Association de Psychologues Cliniciens d'Orientation Freudienne

Rencontres… 4eme Après midi de l’atelier Les psychologues à l’œuvre – De la fac au terrain

Caroline GREMILLET LAFARIE

AME APO 16.06.2012 VisuelTout d’abord, un  grand merci à Kirsten, Dario et Magalie de m’avoir invitée à travailler avec eux, à décortiquer ce passage de va-et-vient qui vient inscrire sa première expérience vers le réel de la clinique. Une demande à laquelle je n’ai d’abord pas compris grand-chose, puisque je l’entendais comme un simple témoignage de mes expériences de stage. Mais en y réfléchissant bien, au-delà de ces stages, il m’a fallu identifier le mouvement qui s’était opéré en moi et son vecteur, pour passer de la place de stagiaire à celle de psychologue.

Je me suis longtemps interrogée sur le choix que je devais faire pour présenter ce texte: première ou troisième personne du singulier ? Finalement, ce texte est fait des deux, l’un renvoie à des constats personnels et l’autre, à des déclinaisons plus générales qui sont susceptibles de concerner tous les stagiaires.
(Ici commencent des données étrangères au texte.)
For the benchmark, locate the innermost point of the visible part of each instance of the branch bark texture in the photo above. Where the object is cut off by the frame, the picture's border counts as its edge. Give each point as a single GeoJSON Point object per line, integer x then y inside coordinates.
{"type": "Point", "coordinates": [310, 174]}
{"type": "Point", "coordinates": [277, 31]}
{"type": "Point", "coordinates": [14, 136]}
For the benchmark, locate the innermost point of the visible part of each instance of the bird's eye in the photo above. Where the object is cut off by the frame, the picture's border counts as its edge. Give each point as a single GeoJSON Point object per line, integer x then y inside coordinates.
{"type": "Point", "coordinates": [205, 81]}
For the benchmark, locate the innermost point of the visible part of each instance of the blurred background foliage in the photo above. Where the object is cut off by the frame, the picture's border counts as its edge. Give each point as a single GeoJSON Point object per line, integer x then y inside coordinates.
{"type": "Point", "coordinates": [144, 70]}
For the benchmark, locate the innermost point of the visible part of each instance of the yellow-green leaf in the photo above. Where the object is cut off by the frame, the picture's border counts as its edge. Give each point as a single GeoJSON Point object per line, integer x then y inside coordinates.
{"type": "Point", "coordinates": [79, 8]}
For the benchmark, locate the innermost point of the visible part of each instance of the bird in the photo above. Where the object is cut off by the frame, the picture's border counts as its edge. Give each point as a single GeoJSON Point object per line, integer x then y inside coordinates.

Lors de mon cursus universitaire, j’ai réalisé trois stages dits professionnalisants (« dits » car le stage est surtout fait de ce qu’on y rencontre et de ce qu’on y met) : l’un en thérapie familiale à l’hôpital de Montesson, le deuxième au CMP de Rueil, auprès d’enfants et adolescents, et le troisième à l’Unité de soins psychopédagogiques d’Ivry, auprès d’enfants. Professionnalisants car ils doivent mener vers une pratique professionnelle, ponctuant une transmission théorique. Ils sont l’occasion pour de futurs « professionnels » d’aller voir comment s’inscrit l’expérience clinique dans ce parcours du savoir et d’en marquer ainsi l’écart si, toutefois, on y rencontre les marques du désir : désir de l’analyste, mais aussi désir de l’expérience du singulier qui orientera plus que la pratique, sa pratique. C’est ainsi l’occasion d’y faire des rencontres : rencontre avec le psychologue, rencontre avec le réel de la clinique, mais aussi rencontre avec soi-même. Et pour que ces rencontres permettent de faire exister le futur clinicien, il faut tout d’abord qu’il y ait une bonne rencontre avec le psychologue, c’est-à-dire une mise en relation, relation au centre de la clinique. C’est cette rencontre là, avec le psychologue, qui va être déterminante pour celle du réel de la clinique, au-delà même des « objectifs » du stage.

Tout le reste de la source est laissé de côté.